Friday, May 6, 2011

To more sustainable neighbourhoods in Detroit

Some of you know that I have been involved in teaching and coordinating a class on Detroit this semester. It all started last year when Laura Sherman and Krista, two other wonderful graduate students that are in the same fellowship cohort as I, decided that it would be fun to put together a place-based class on sustainability together. There are a couple of such classes that already exist, but the places are foreign - one teaches and takes students to Kenya, the other Chile. We decided to focus on some place close to home, a place to me that is home - southeast Michigan. What better place than Detroit? An awesomely fascinating place with a huge cultural history and an increasingly vibrant collection of individuals wanting to turn the corner on a not-so-pleasant past.

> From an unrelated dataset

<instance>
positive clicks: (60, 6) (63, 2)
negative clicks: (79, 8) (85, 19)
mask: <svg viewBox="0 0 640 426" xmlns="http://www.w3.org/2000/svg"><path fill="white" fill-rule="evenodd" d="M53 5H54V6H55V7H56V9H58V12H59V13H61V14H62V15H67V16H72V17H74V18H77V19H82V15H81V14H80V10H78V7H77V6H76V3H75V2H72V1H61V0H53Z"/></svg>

We got a bunch of extremely talented undergraduates to sign up for the class, which began in January. After teaching in Ann Arbor for eight weeks, and taking three trips to Detroit, the whole class is now fully prepared to spend two entire weeks in Detroit. We will be living at Wayne State University, and focusing our studies and energy on southwest Detroit, particularly the neighbourhood of Delray and the surrounding neighbourhoods of Hubbar-Richard, Springwells, Mexicantown, and Boynton. We are fortunate enough to be working with Professor Larissa Larsen, who has long-standing connections to Delray and its residents. She has been actively involved in helping the residents face the challenges of living in Delray. In this place live people much less fortunate than most, particularly because of discrimination, segregation and zoning laws.

Fortunately enough, the residents of Delray want us there (nothing is worse than going to a place and telling people what they should do, especially if they don't want you there. This has been a struggle facing many places like Detroit.), and want us to help them re-envision their neighbourhood in the light of the New International Trade Crossing, a publicly-owned bridge that is being planned in competition to the privately-owned Ambassador Bridge, which spans the Detroit River to Windsor, Canada. The landing for the new bridge is proposed to be in Delray. What this means though, is that there will now be several thousand trucks passing through Delray now, worsening an already degraded environment. It will be the supreme responsibility of our students and us to come up with culturally- and historically-sensitive plans, based on neighbourhood input, that will hopefully serve as templates for a new Delray.

Over the next couple of weeks, from 8 to 21 May, I will be writing about our experiences in Delray. This will be one of the most challenging things I have participated in, particularly because of the present tensions between culture, race, history and environment. The challenges of sustainability will be front and centre.